Of course it would be assembled in space. This argument started from me stating that this would obviously be built in space.
Why is it unrealistic? Technologically it's not unrealistic. Given the drive we are perfectly capable of assembling large objects in space. Politically yes, it is unrealistic, but politically any of the missions that this type of technology would be used for is unrealistic. In the current political climate primarily because of the current economic climate going to Mars in the next ten years is completely unrealistic. Going to the moon in the next ten years is unrealistic. Reworking the goddamn shuttle system in the next ten years is unrealistic. But, when we are looking to seriously step up our space exploration, we would be seriously looking into assembling much larger structures in space, be it vessels, planetary bases, stations, whatever.
Berster7 wrote:
So:
Immense cost (really, truly, horrifically immense cost - we're talking tens of trillions here).
High risk.
Untested.
Barely possible with existing technology.
Suspected high failure rate (through damage to the pusher plates).
Vs.
Low cost (after a few launches the technology would have paid for itself).
Low risk (low volume of nuclear material carried into orbit the only risk).
Successfully tested.
Easy to implement.
Demonstrated low failure rate (0).
As I said, for the foreseeable future, nuclear pulse technology is not feasible. It is not practical. It is not safe. It is not affordable. It is by no means certain that it would work and if it did work, there is very little evidence to indicate how reliable it would be.
It's the sort of concept that physicists love and engineers loathe - because it's a nice idea in theory, but the practicalities make it unthinkable.
In 100 years time, maybe we could build a nice nuclear pulse powered ship on the Moon which could be used to travel really huge distances. Because huge distances are all it would be worth using it for - it's too stupidly dangerous and expensive for anything else and there are much more sensible alternatives that could be used.
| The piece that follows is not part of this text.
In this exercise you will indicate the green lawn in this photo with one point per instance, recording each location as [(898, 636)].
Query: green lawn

Now I'm going to pare out everything that you didn't back up with an example, or a source, or even an ounce of logic as to why something may be true.
Berster7 wrote:
Give me a fucking
reason why it is such high risk, or is barely possible (which is already a laughable way to state it because something that is barely possible can work just as well as something that has been possible for hundreds of years), or why it has a "suspected high failure rate through damage to the pusher plate"). Your analysis of the thermal nuclear system is as if not more flawed, but I'm not going to sit here going line by line about how stupidly devoid of thought it is. All rhetoric nonsense.
Berster7 wrote:
If you seriously think nuclear pulse rockets are something that could be used anytime over the next decade for anything other than a global catastrophy where safety and cost cease to be an issue, then you are mad.
Fuck off with this decade bullshit. I never said anything about the next decade.